Plan of Correction: The Administrator and agency HVAC vendor completed an evaluation of the room air conditioners in the facility and is in the process of developing a capital improvement plan to address HVAC concerns. The facility put in a new AC unit in Room #13. An AC Compressor was purchased for the AC unit in both rooms 17 and 27. AC components had been purchased and were awaiting arrival and installment to address the malfunctioning units in the dining areas. A follow-up review with the HVAC Vendor is scheduled for Thursday evening 8/24/2023 to assess corrective measures taken with the facility?s HVAC system. Individual room Acs currently functional.

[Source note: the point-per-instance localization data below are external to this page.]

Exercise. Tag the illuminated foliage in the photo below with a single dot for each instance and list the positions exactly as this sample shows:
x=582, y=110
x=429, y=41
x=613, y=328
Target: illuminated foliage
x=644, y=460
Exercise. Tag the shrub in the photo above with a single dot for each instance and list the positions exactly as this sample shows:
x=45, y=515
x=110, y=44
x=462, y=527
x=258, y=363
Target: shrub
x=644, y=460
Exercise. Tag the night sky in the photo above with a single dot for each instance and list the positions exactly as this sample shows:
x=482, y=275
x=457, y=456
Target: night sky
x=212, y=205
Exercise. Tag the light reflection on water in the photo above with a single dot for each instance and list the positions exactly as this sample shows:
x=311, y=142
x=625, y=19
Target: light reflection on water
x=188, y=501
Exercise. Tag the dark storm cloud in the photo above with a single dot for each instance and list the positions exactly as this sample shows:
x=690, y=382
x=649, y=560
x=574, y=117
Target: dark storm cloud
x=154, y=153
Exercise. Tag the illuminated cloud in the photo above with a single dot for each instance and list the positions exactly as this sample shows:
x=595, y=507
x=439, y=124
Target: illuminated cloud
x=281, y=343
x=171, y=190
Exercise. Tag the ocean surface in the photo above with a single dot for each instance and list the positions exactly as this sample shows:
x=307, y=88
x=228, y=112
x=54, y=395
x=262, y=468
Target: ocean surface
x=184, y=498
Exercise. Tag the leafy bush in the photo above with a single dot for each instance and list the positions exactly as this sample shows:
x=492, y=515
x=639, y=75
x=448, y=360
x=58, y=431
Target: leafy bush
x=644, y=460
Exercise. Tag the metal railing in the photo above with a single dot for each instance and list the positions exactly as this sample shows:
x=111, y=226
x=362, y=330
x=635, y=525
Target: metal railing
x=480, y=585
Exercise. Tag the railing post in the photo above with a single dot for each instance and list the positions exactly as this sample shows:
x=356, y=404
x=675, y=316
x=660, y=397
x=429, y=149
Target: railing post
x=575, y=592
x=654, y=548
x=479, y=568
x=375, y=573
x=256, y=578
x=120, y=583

Standard #: 22VAC40-73-890-B
Description: the facility failed to ensure all interior was adequately lighted for safety and comfort of residents and staff.

Evidence:
1. On 7-31-23, during a tour of the facility, the lights near rooms 5-6 and 17 and 18 were not lite.
2. Staff #1 (administrator) and CS-1 acknowledged the lights needed a bulb

Plan of Correction: Bulbs were placed in the lighting fixtures for rooms 5-6, 17 and 18. The lights are currently functional. To prevent future violations of this regulation, the facility has hired an additional maintenance staff to monitor and perform required maintenance activities such as installing lighting, monitoring HVAC performance issues, and cleaning concerns. The staff is in the process of completing orientation but is already implementing improvements in cleaning and maintenance.

Standard #: 22VAC40-73-890-C
Description: Based on observation and staff interviewed, the facility failed to ensure the glare was kept to a minimum in rooms used by residents by providing covering on the lights.

Evidence:
1. On 7-31-23, during a tour of the facility with staff #1 (administrator, staff #2 and CS-1, the lights on the Residential Hallway was observed to not have a covering to reduce glare.
2. Staff #1 acknowledged the lighting did not have coverings.

Plan of Correction: Lights in the Residential Hallway were recently installed but the covering for those units was falling and presenting a potential hazard to residents, employees, and visitors. Upon falling they would break or chip and replacements are not available. Therefore, the decision was made for safety reasons not to try replacing the defective coverings. This lighting is being included in the agency?s capital improvement plan to replace those recently purchased units with new lights. A plan to replace being reviewed with maintenance who will review alternatives to include cost and present to administrator within 45 days.

Standard #: 22VAC40-80-120-E-2
Description: Based on observation and staff interviewed, the facility failed to ensure that the findings of the most recent inspections are posted in the facility.

Evidence:
1. On 7-31-23, during the monitoring inspection, the inspections for 6-30-23, complaint and monitoring inspections were not posted.
2. On 6-30-23, during the monitoring and complaint inspection, the administrator was reminded of the requirements for the posting of all required inspections, not just the current Notice of Intent (NOI).

Plan of Correction: The Assistant to the Administrator had posted the latest inspection in a binder, but the report was moved. To prevent future violations of this regulation, the Licensing Inspections will be posted in the foyer of the building near the sign-in roster with a visible post or announcement in the area pointing to the location of the Inspection Report. The Reports will be in a Binder on the Cabinet where the sign-in logs are located such that they are accessible to anyone wishing to review them.

Disclaimer:
This information is provided by the Virginia Department of Social Services, which neither endorses any facility nor guarantees that the information is complete. It should not be used as the sole source in evaluating and/or selecting a facility.